Although the joint-detection-and-tracking paradigm has promoted the development of multi-object tracking (MOT) significantly, the long-term occlusion problem is still unsolved. After a period of trajectory inactivation due to occlusion, it is difficult to achieve trajectory reconnection with appearance features because they are no longer reliable. Although using motion cues does not suffer from occlusion, the commonly used Kalman Filter is also ineffective in its long-term inertia prediction in cases of no observation updates or wrong updates. Besides, occlusion is prone to cause multiple track-detection pairs to have close similarity scores during the data association phase. The direct use of the Hungarian algorithm to give the global optimal solution may generate the identity switching problem. In this paper, we propose the Long-term Spatio-Temporal Prediction (LSTP) module and the Ordered Association (OA) module to alleviate the occlusion problem in terms of motion prediction and data association, respectively. The LSTP module estimates the states of all tracked objects over time using a combination of spatial and temporal Transformers. The spatial Transformer models crowd interaction and learns the influence of neighbors, while the temporal Transformer models the temporal continuity of historical trajectories. Besides, the LSTP module also predicts the visibilities of the motion prediction boxes, which denote the occlusion attributes of trajectories. Based on the occlusion attribute and active state, the association priority is defined in the OA module to associate trajectories in order, which helps to alleviate the identity switching problem. Comprehensive experiments on the MOT17 and MOT20 benchmarks indicate the superiority of the proposed MOT framework, namely Occlusion-Robust Tracker (ORT). Without using any appearance information, our ORT can achieve competitive performance beyond other state-of-the-art trackers in terms of trajectory accuracy and purity.

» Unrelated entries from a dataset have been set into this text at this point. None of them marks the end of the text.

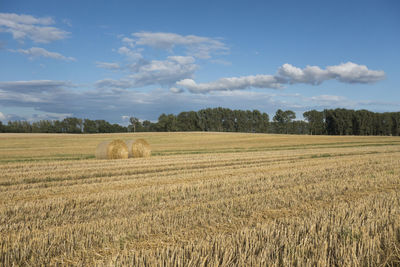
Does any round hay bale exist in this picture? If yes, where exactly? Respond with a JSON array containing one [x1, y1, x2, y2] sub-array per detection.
[[96, 139, 129, 159], [126, 139, 151, 158]]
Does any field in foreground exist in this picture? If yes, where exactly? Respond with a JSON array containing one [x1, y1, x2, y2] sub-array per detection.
[[0, 133, 400, 266]]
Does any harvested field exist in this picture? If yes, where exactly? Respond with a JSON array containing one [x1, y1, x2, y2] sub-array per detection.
[[0, 133, 400, 266]]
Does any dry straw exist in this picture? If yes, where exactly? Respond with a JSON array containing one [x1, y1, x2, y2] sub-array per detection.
[[96, 139, 129, 159], [126, 139, 151, 158]]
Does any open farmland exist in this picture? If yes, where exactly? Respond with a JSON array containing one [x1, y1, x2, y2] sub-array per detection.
[[0, 133, 400, 266]]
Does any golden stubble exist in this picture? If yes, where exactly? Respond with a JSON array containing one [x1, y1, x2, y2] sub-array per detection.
[[0, 133, 400, 266]]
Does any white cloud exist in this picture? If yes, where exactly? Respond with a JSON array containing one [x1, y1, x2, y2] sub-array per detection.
[[95, 56, 197, 89], [176, 62, 385, 93], [0, 81, 399, 122], [177, 75, 282, 93], [118, 46, 142, 60], [0, 13, 69, 43], [122, 37, 135, 48], [311, 95, 346, 103], [129, 56, 197, 86], [0, 80, 73, 93], [278, 62, 385, 85], [169, 87, 184, 94], [95, 79, 133, 89], [326, 62, 385, 83], [96, 62, 121, 70], [10, 47, 76, 61], [130, 32, 229, 59]]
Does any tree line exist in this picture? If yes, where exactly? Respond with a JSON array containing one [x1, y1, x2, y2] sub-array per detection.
[[0, 107, 400, 136]]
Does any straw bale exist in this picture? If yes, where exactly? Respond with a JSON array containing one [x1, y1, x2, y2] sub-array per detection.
[[96, 139, 129, 159], [126, 138, 151, 158]]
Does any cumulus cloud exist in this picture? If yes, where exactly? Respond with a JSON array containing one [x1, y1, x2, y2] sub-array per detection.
[[176, 62, 385, 93], [311, 95, 346, 103], [96, 62, 121, 70], [129, 32, 229, 59], [95, 56, 197, 89], [0, 78, 399, 122], [95, 79, 133, 89], [278, 62, 385, 85], [10, 47, 76, 61], [130, 56, 197, 86], [0, 13, 69, 43], [118, 46, 142, 60], [0, 80, 73, 93], [0, 81, 284, 122], [177, 75, 282, 93]]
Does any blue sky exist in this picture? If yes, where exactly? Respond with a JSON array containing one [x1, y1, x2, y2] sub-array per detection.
[[0, 0, 400, 124]]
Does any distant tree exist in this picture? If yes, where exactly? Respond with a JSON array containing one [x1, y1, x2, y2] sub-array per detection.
[[129, 117, 142, 132], [303, 110, 325, 135], [83, 119, 98, 133], [62, 117, 83, 133], [158, 113, 178, 132], [273, 109, 296, 133], [176, 111, 201, 131]]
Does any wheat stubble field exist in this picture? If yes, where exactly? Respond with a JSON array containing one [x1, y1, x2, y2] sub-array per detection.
[[0, 133, 400, 266]]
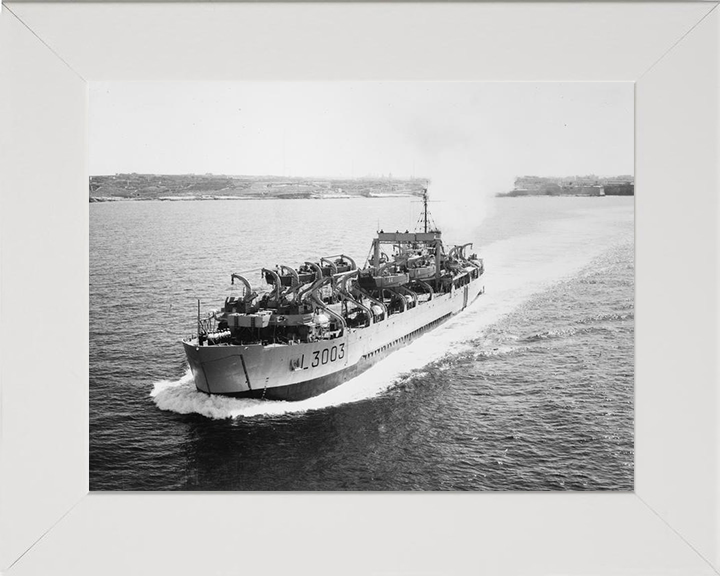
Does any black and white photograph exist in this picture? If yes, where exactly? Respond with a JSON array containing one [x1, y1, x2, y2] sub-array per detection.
[[88, 81, 635, 492]]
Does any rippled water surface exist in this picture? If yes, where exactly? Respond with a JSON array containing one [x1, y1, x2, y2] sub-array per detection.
[[90, 198, 634, 490]]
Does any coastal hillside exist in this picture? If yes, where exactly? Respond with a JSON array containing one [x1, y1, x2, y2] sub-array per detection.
[[497, 174, 635, 197], [89, 174, 427, 202]]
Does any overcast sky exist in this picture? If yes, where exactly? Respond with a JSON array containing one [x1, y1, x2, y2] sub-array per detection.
[[90, 82, 634, 193]]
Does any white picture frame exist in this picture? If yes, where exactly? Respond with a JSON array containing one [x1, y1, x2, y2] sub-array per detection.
[[0, 2, 720, 576]]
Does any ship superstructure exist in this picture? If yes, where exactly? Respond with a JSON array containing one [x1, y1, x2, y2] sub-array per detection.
[[183, 191, 483, 400]]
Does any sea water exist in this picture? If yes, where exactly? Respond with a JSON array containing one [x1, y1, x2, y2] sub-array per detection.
[[90, 197, 634, 490]]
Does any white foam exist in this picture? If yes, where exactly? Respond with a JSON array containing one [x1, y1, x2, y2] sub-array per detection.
[[151, 206, 632, 419]]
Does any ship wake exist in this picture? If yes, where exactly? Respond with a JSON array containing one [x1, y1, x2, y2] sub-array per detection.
[[151, 207, 623, 419]]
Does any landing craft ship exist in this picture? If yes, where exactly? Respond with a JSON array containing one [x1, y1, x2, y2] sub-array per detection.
[[183, 191, 484, 400]]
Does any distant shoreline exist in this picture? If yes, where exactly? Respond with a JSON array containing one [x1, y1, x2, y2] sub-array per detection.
[[89, 173, 427, 202], [90, 194, 417, 204]]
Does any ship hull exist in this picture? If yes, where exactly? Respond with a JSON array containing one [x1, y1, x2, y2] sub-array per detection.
[[183, 278, 482, 401]]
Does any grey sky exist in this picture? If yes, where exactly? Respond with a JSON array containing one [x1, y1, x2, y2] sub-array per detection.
[[90, 82, 634, 193]]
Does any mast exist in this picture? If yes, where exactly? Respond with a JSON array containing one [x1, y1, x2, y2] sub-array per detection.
[[423, 188, 427, 234]]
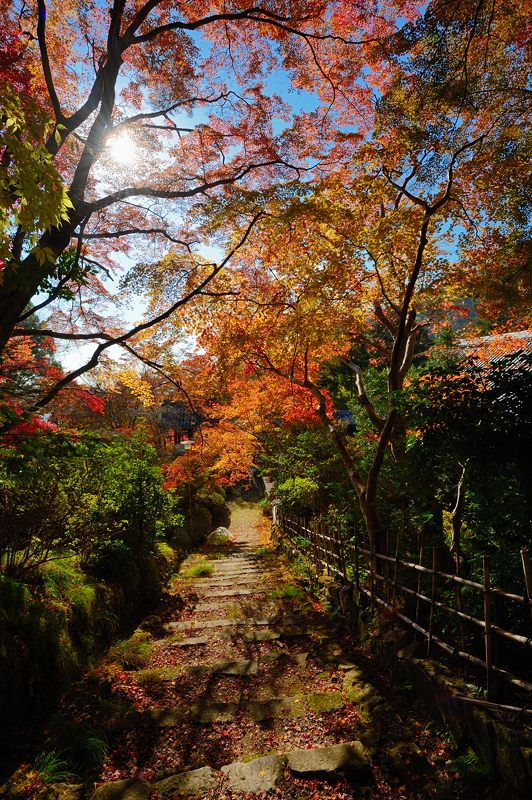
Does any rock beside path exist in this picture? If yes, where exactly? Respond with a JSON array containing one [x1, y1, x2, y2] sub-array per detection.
[[91, 778, 151, 800], [287, 742, 369, 776], [222, 756, 286, 792]]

尽管联合检测与跟踪范式显著推动了多目标跟踪(MOT)的发展,但长期遮挡问题仍未得到解决。在由于遮挡导致轨迹失活一段时间后,很难利用外观特征实现轨迹重新连接,因为这些特征不再可靠。尽管使用运动线索不受遮挡影响,但常用的卡尔曼滤波器在没有观测更新或更新错误的情况下,其长期惯性预测也无效。此外,在数据关联阶段,遮挡容易导致多个轨迹检测对具有相近的相似度分数。直接使用匈牙利算法给出全局最优解可能会产生身份切换问题。在本文中,我们分别提出了长期时空预测(LSTP)模块和有序关联(OA)模块,以在运动预测和数据关联方面缓解遮挡问题。LSTP模块使用空间和时间变换器的组合来估计所有被跟踪对象随时间的状态。空间变换器对人群交互进行建模并学习邻居的影响,而时间变换器对历史轨迹的时间连续性进行建模。此外,LSTP模块还预测运动预测框的可见性,其表示轨迹的遮挡属性。基于遮挡属性和活跃状态,在OA模块中定义关联优先级以按顺序关联轨迹,这有助于缓解身份切换问题。在MOT17和MOT20基准上的综合实验表明了所提出的MOT框架,即遮挡鲁棒跟踪器(ORT)的优越性。在不使用任何外观信息的情况下,我们的ORT在轨迹准确性和纯度方面可以超越其他最先进的跟踪器,实现具有竞争力的性能。